Le tableau : Voir ici le schéma de chronologie présenté ce matin (avec les trois niveaux)
LES DÉLAIS PROPOSÉS ET LEURS CONDITIONS
La salle et la vidéo
La salle, contrairement à ce qui a pu donc être envisagé dans le scénario cible, verrait sa période d’exclusivité préservée à 4 mois après la sortie d’un film en salle. Toutefois, un système de dérogation, plus ouvert que l’actuel (qui n’est jamais utilisé), serait mis en place : ce système automatique pour « une large majorité des films sortis », dixit le document du médiateur, pour autoriser l’exploitation en vidéo et VàD (EST et locative) à trois mois.
Pour obtenir cette dérogation, les ayants droit auraient à faire une simple déclaration au CNC, avant ou après la sortie en salle. Elle sera « automatiquement mise en œuvre sur la base du nombre d’entrées constatées ou extrapolées », indique le document, sachant néanmoins que le seuil est « à déterminer dans l’accord de façon à ce que une large majorité des films soit concernée ».
En outre, le scénario prévoit, comme attendu, le dégel complet des droits VàD à l’acte sur toutes les autres fenêtres d’exploitation.
Le scénario cible évoque également la possibilité, sans plus de précisions, d’engager des « expérimentations au plan local pour tester des dispositifs innovants. Ces expérimentations, agréées par le CNC, seront temporaires et soumises à évaluation ».
La 1re fenêtre de télévision payante
Les télévisions payantes, Canal+, ainsi qu’OCS on imagine, sous condition d’un accord interprofessionnel avec le cinéma renouvelé pour la période de validité de la nouvelle chronologie, verraient, pour les films en première fenêtre, leur délai avancé à 7 mois après la sortie en salle du film, ou 6 mois en cas de dérogation obtenue sur la salle. La durée d’exclusivité serait alors de 8 mois, ou de 7 mois en cas de dérogation salle.
La 2e fenêtre de télévision payante et la SVàD « vertueuse »
La 2e fenêtre de télévision payante débuterait à 15 mois (ou 13 en cas de dérogation du film sur la salle/vidéo), pour une durée d’exclusivité de 4 mois. Simultanément, les plateformes de SVàD bénéficieraient de la même fenêtre, à condition qu’elles remplissent un certain nombre de critères de vertu : respect de la réglementation sur les Smad et de la législation sur la propriété intellectuelle, paiement de la taxe CNC, conclusion d’un accord avec le cinéma, conventionnement avec le CSA, engagement financier via un MG par abonné sur la base de la concurrence, clause de diversité, engagement sur l’éditorialisation de l’offre de films sur le service.
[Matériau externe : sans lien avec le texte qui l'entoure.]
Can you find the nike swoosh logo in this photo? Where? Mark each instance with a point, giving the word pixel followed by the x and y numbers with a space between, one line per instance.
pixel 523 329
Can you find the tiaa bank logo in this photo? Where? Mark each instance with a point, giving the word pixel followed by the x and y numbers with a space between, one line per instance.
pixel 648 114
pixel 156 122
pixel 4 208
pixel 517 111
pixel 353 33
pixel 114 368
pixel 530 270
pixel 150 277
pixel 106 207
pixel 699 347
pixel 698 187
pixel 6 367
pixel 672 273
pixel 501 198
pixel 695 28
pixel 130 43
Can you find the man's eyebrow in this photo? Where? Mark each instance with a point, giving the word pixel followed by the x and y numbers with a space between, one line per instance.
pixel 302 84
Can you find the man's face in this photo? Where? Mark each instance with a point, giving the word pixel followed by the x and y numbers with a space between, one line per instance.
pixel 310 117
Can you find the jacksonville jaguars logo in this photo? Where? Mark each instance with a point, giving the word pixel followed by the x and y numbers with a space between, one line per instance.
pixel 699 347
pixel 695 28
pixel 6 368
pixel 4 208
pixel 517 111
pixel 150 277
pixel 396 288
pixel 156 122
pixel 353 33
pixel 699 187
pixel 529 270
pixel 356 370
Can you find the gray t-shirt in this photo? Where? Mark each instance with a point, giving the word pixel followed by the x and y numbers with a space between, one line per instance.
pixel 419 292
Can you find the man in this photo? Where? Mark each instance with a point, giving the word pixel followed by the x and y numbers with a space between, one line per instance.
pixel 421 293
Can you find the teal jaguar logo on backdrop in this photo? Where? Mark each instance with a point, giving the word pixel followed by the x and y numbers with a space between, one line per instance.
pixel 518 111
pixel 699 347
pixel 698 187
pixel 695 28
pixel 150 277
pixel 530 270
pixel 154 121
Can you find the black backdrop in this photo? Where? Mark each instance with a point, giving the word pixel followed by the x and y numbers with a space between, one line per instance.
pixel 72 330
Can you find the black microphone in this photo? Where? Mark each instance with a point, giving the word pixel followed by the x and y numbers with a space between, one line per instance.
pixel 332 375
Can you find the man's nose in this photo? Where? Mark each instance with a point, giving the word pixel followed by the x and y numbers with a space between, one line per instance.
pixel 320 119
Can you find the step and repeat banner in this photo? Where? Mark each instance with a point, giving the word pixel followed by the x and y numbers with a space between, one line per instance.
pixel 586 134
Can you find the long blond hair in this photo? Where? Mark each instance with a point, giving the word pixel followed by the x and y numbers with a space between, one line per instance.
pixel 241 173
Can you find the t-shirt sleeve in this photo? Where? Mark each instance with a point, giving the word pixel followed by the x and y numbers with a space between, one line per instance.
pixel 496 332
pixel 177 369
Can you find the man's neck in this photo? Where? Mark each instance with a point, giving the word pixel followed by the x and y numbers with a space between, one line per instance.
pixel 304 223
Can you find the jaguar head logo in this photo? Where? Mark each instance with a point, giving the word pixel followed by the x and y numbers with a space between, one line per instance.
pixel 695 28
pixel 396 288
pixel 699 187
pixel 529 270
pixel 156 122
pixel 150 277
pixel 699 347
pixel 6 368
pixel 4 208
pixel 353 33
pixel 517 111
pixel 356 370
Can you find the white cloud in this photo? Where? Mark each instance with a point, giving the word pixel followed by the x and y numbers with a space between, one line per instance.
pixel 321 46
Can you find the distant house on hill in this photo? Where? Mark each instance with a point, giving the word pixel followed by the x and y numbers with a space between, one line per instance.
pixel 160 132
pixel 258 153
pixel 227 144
Le médiateur a donc renoncé à créer une seule fenêtre de 1re fenêtre payante qui aurait mis au même niveau Canal+ (qui avait vivement protesté) et d’éventuels futurs services de SVàD dits vertueux, comme cela était envisagé dans son scénario cible.
1re fenêtre de télévision gratuite
Les grandes chaînes, qui sont soumises à une obligation d’investissement de 3,2% de leur CA dans le 7e art, verraient leur fenêtre ramenée à 19 mois (contre 22 aujourd’hui), avec une possibilité à 17 mois quand le film a obtenu une dérogation salle, le tout pour une période d’exclusivité de 8 mois (ou 7 si dérogation salle). À noter que cela s’appliquerait sous réserve de la conclusion d’un accord interprofessionnel incluant la diffusion des films en TV de rattrapage et l’extension du périmètre des obligations au « groupe ».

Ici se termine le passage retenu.